L’égalité c’est l’égale dignité de l’humanité que porte en lui chaque homme, quelles que soient ses conditions d’existence. L’égalité c’est la reconnaissance de l’altérité de chaque être, unique et partageant la même humanité. L’humanité porte en elle le pire et le meilleur, l’égalité aussi. Il faut donc que cette humanité soit engagée dans cette liberté responsable à cultiver pour que sa dignité s’exprime et soit reconnue en même temps que celle des autres membres de la communauté. Le fait que cette liberté responsable trouve à s’exprimer dans la communauté donne à celle-ci sa vocation de révéler et cultiver l’humanité des hommes qui la compose.

La fraternité c’est le partage d’humanité dans le Sens du bien commun au sein d’une communauté de devenir en commun. C’est aussi le partage d’humanité entre des communautés différentes selon le Sens du bien commun d’une communauté de communautés. Ainsi la fraternité est-elle constitutive du lien social dès lors qu’il est engagé dans le Sens du bien commun. Sans communauté pas de fraternité. Sans fraternité pas de communauté en voie de développement et d’accomplissement humain.

Alors la civilisation c’est le mouvement de développement et d’accomplissement d’une communauté selon la culture de son Sens du bien commun et la part d’humanité qui lui est propre.

A ce titre, là où il y a civilisation il y a aussi le pire, potentiellement au sein de chaque communauté. Chaque communauté est unique et à ce titre d’égale dignité humaine mais totalement différente dans sa culture. Chaque communauté est engagée dans une histoire où son niveau de civilisation est évolutif et peut même régresser.

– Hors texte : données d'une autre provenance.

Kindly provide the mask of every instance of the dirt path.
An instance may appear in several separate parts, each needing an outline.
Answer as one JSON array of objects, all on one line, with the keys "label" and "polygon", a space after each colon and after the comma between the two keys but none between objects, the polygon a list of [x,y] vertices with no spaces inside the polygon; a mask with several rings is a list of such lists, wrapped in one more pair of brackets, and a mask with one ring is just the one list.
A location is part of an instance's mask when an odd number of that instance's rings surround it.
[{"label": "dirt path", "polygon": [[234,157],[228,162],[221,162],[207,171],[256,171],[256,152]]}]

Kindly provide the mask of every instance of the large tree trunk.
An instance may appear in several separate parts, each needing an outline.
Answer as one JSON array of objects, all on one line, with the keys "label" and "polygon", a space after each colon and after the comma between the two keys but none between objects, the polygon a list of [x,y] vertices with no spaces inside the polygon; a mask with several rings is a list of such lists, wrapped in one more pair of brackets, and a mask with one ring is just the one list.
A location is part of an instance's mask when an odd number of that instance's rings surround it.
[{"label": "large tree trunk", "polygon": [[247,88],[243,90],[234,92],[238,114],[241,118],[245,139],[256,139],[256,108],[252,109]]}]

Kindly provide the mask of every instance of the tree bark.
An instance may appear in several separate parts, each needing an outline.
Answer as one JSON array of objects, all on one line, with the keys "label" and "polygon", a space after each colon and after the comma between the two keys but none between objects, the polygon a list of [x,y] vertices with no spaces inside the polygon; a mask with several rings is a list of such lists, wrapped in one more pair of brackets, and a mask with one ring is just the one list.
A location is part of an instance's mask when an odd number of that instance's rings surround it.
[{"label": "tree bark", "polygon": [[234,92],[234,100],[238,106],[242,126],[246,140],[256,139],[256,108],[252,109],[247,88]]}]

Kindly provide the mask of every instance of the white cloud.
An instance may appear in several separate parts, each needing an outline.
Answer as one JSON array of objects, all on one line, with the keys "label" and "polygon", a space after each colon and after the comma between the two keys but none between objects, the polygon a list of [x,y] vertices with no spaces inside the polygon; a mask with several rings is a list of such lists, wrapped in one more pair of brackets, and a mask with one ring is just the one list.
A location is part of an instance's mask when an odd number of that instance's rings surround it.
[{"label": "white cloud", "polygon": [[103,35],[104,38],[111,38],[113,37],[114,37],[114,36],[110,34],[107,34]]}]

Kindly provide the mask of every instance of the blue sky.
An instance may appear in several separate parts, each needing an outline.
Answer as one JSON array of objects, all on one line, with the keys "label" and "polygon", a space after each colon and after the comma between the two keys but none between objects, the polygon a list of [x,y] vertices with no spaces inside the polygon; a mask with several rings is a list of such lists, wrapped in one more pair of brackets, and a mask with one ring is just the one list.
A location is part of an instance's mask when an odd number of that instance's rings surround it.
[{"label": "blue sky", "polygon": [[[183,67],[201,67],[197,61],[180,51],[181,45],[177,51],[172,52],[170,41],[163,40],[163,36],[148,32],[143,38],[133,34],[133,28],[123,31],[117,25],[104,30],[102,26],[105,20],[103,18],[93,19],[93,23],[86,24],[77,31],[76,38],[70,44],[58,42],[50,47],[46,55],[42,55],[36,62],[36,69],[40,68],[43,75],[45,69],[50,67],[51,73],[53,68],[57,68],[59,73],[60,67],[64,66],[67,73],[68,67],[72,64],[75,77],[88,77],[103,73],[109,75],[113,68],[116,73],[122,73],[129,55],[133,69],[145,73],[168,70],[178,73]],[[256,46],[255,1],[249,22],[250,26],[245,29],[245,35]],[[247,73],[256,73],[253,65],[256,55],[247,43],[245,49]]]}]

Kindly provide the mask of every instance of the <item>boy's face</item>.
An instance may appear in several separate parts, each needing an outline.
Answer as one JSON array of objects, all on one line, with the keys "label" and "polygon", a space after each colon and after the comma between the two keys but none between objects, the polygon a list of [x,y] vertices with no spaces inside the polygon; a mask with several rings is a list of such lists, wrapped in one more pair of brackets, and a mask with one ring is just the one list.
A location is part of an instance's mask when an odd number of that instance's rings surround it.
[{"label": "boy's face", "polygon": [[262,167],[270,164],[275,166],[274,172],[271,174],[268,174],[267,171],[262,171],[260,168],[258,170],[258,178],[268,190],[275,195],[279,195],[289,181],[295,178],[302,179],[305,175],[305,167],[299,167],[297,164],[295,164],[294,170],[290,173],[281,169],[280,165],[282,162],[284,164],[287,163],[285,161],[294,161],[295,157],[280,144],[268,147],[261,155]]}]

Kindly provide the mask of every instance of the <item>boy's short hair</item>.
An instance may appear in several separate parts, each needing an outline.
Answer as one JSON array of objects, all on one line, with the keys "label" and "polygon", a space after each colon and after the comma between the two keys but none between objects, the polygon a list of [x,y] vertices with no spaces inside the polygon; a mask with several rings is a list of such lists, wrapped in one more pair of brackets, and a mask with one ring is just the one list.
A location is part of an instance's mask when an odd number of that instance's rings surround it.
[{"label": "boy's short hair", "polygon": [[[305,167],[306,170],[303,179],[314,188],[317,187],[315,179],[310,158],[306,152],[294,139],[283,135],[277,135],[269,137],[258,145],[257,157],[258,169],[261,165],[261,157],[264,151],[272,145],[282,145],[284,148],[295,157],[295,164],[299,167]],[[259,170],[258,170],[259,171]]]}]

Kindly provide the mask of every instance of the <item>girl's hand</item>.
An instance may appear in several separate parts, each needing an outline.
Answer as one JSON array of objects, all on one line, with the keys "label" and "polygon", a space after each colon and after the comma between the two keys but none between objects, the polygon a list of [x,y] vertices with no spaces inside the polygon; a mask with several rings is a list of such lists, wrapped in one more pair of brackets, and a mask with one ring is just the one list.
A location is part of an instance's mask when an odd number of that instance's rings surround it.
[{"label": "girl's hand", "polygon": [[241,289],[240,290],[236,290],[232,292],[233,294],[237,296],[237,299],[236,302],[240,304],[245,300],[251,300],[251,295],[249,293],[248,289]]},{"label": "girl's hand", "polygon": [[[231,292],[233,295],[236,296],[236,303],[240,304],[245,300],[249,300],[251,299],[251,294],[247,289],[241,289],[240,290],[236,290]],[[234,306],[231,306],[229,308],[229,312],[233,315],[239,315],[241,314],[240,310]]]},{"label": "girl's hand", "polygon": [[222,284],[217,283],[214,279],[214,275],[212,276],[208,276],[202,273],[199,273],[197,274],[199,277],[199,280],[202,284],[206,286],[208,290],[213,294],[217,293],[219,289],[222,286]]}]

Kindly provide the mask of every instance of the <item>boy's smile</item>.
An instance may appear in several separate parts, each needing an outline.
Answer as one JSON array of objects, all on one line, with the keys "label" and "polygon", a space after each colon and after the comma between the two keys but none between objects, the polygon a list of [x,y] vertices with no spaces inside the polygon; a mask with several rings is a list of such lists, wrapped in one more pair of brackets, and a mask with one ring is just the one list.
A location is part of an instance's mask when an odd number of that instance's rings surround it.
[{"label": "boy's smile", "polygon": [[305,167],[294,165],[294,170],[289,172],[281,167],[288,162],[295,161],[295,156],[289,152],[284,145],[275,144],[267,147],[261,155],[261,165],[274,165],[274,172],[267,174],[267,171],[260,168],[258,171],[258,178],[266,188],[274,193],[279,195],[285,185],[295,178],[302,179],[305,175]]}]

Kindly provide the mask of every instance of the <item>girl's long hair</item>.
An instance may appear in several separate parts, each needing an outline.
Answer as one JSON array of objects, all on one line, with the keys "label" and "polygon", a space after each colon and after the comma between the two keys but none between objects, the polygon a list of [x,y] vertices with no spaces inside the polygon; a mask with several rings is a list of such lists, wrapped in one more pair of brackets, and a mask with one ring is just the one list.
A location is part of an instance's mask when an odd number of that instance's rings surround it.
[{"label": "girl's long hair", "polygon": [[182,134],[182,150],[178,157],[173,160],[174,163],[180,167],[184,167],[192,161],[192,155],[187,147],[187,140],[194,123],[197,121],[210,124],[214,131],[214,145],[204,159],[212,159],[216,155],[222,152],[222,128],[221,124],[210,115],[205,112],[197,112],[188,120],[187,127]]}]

Il y a là des éléments de réponse à la question « est-ce que les civilisations se valent? » et à la question « quel choix de civilisation ». Ces deux questions ont changé totalement de visage.

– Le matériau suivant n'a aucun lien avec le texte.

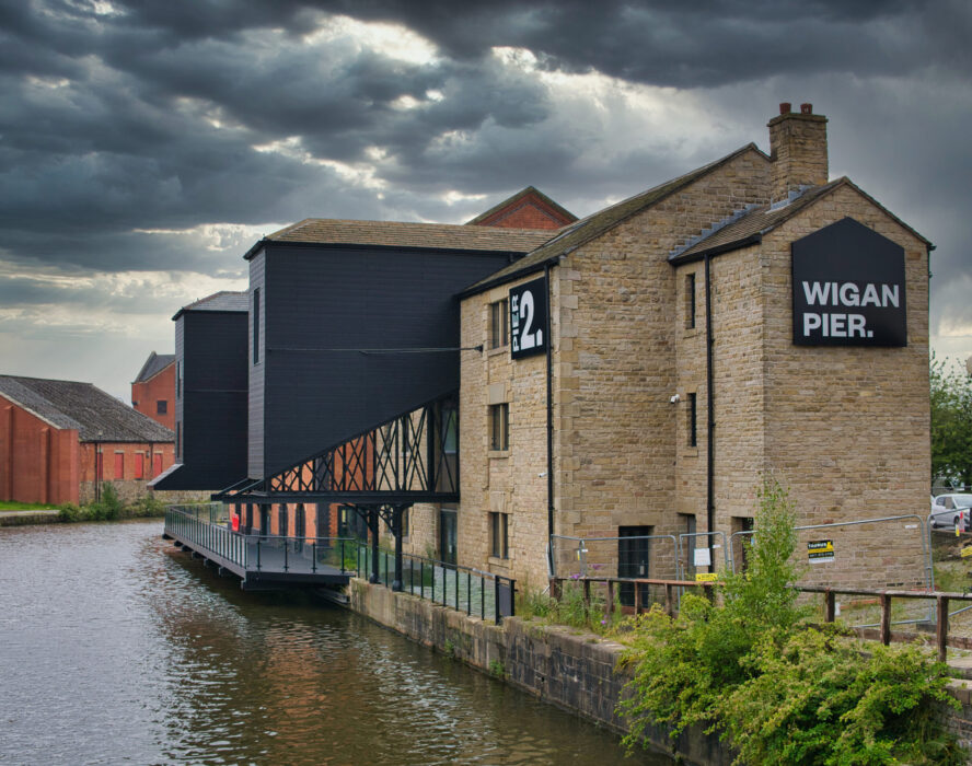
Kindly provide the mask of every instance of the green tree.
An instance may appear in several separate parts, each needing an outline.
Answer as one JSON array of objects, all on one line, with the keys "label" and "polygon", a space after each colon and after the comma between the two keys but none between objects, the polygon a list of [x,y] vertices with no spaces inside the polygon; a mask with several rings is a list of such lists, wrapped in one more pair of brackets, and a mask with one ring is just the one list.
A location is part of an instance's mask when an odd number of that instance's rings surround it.
[{"label": "green tree", "polygon": [[854,640],[815,626],[791,588],[794,507],[770,479],[760,494],[743,574],[726,578],[721,605],[685,594],[675,618],[652,607],[629,631],[633,665],[620,704],[629,748],[652,724],[674,738],[718,732],[736,764],[958,766],[965,754],[936,717],[957,707],[947,668],[917,646]]},{"label": "green tree", "polygon": [[931,355],[931,479],[972,486],[972,375]]}]

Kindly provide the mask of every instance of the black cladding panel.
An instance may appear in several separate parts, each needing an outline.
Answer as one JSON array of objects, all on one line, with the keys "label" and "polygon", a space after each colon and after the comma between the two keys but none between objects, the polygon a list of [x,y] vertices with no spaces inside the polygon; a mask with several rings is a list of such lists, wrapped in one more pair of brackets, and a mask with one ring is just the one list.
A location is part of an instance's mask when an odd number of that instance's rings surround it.
[{"label": "black cladding panel", "polygon": [[[455,293],[506,254],[273,247],[265,473],[459,387]],[[462,353],[475,353],[463,351]]]},{"label": "black cladding panel", "polygon": [[791,249],[794,344],[907,346],[901,245],[844,218]]},{"label": "black cladding panel", "polygon": [[246,476],[246,317],[187,311],[178,320],[182,462],[197,485],[182,488],[221,489]]}]

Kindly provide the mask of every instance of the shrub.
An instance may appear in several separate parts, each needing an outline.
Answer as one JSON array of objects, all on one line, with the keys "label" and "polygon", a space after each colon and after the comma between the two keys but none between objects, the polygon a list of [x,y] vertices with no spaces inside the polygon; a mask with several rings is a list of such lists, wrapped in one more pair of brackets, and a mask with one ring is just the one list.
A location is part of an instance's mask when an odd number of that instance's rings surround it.
[{"label": "shrub", "polygon": [[59,521],[81,521],[81,509],[73,502],[66,502],[57,514]]},{"label": "shrub", "polygon": [[737,763],[962,763],[931,713],[950,700],[945,665],[915,647],[865,651],[834,626],[809,626],[790,588],[796,542],[792,503],[767,480],[749,571],[726,579],[724,604],[686,594],[676,618],[652,608],[634,620],[625,744],[651,723],[673,738],[695,724],[718,731]]}]

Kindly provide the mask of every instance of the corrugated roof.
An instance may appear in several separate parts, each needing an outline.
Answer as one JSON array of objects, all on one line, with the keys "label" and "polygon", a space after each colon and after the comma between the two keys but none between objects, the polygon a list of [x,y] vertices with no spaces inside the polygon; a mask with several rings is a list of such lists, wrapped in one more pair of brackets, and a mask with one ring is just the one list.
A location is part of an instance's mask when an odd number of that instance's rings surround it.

A la seconde la réponse est : la civilisation de l’humanité au sein de chaque communauté culturelle, selon sa vocation et à sa façon donc. La communauté mondiale est dans une mutation de civilisation, l’avènement de l’ère de l’humanité corrélative à l’ère de l’Esprit ou du Sens. Hominescence pour Michel Serres, âge de l’Esprit pour de grands visionnaires, âge du Sens et des communautés de Sens pour l’Humanisme Méthodologique, révolution humaniste pour Marie Anne Kraft.

A la première, la réponse naïve n’est plus possible. Il a fallu redéfinir ce qu’on entendait par là. Les civilisations sont toutes différentes et d’égale dignité mais les cultures ne sont pas toujours engagées dans leur meilleur Sens, dans leur processus de civilisation ou n’en sont pas au même niveau d’accomplissement de leur vocation et de leurs valeurs.

Alors il reste à relire les discours et les propositions politiques pour regarder de quoi ils parlent et qu’est ce qu’ils engagent, pour le pire ou le meilleur de la communauté française.